Pappus's Hexagon Theorem

In mathematics, Pappus's hexagon theorem (attributed to Pappus of Alexandria) states that given one set of collinear points A, B, C, and another set of collinear points a, b, c, then the intersection points X, Y, Z of line pairs Ab and aB, Ac and aC, Bc and bC are collinear. (Collinear means the points are incident on a line.) It holds in the projective plane over any field, but fails for the projective plane over any noncommutative division ring.

The dual of this theorem states that given one set of concurrent lines A, B, C, and another set of concurrent lines a, b, c, then the lines x, y, z defined by pairs of points resulting from pairs of intersections A∩b and a∩B, A∩c and a∩C, B∩c and b∩C are concurrent. (Concurrent means that the lines pass through one point.)

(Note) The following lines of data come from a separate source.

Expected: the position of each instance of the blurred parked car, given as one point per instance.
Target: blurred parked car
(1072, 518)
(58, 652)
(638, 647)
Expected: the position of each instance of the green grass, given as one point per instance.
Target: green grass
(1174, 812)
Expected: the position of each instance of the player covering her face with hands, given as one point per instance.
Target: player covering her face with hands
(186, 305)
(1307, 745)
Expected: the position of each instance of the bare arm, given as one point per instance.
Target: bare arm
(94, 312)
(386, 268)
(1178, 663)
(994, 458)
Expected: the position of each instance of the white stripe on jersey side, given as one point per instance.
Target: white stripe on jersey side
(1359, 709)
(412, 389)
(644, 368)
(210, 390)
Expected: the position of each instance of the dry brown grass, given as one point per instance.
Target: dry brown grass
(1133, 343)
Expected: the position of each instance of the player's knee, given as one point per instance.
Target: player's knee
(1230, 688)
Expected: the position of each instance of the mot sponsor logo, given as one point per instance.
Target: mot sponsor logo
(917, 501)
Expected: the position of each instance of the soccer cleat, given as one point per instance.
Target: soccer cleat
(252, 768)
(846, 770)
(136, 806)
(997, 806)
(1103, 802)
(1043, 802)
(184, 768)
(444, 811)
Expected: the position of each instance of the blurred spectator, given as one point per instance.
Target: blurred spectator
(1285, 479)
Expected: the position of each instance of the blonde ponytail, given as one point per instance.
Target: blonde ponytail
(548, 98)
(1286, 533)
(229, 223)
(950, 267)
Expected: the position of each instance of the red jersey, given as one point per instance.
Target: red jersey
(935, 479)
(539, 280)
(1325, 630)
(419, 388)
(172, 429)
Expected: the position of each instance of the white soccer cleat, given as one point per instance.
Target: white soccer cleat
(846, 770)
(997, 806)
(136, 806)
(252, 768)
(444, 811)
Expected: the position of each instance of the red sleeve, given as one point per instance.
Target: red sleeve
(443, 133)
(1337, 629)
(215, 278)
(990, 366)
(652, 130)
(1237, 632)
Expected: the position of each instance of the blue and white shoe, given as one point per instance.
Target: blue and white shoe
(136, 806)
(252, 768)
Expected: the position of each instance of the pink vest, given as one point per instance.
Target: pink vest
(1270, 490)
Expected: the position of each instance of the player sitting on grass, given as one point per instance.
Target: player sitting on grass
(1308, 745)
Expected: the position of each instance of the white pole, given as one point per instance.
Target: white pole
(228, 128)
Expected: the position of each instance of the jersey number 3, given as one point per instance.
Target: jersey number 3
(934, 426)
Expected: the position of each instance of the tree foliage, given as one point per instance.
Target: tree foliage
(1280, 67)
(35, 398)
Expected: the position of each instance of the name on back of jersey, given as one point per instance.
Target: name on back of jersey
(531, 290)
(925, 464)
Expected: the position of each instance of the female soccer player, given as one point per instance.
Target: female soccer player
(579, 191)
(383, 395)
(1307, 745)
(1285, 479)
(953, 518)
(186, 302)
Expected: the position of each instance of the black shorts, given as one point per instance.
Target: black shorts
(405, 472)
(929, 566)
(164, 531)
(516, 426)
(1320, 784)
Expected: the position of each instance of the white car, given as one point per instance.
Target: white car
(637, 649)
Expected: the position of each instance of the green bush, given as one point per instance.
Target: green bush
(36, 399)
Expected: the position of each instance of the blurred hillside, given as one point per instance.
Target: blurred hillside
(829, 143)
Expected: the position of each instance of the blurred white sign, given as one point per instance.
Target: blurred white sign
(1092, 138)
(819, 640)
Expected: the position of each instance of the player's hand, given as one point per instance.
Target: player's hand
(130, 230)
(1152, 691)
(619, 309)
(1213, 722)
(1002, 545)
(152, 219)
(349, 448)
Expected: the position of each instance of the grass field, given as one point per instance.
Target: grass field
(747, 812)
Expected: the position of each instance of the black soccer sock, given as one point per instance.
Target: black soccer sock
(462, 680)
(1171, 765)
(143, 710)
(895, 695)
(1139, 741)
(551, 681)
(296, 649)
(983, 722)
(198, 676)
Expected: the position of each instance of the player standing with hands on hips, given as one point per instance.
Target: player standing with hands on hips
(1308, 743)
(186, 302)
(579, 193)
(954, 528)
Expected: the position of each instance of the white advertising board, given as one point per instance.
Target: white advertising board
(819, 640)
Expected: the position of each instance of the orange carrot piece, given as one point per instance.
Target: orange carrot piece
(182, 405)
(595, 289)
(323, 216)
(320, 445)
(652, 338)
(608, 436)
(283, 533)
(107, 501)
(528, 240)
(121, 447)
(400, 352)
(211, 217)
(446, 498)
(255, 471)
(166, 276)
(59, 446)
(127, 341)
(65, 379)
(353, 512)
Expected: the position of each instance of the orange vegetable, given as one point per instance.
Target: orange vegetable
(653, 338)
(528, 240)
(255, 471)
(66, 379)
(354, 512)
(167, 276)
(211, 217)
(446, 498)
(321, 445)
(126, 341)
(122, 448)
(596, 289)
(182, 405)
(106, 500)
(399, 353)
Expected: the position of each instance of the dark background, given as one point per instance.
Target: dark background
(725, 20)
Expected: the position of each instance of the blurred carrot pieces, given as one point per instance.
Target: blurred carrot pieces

Pappus's theorem is a special case of Pascal's theorem for a conic, in the limiting case when the conic degenerates into 2 straight lines.

The Pappus configuration is the configuration of 9 lines and 9 points that occurs in Pappus's theorem, with each line meeting 3 of the points and each point meeting 3 lines. This configuration is self dual. The Levi graph of the Pappus configuration is the Pappus graph, a bipartite distance-regular graph with 18 vertices and 27 edges.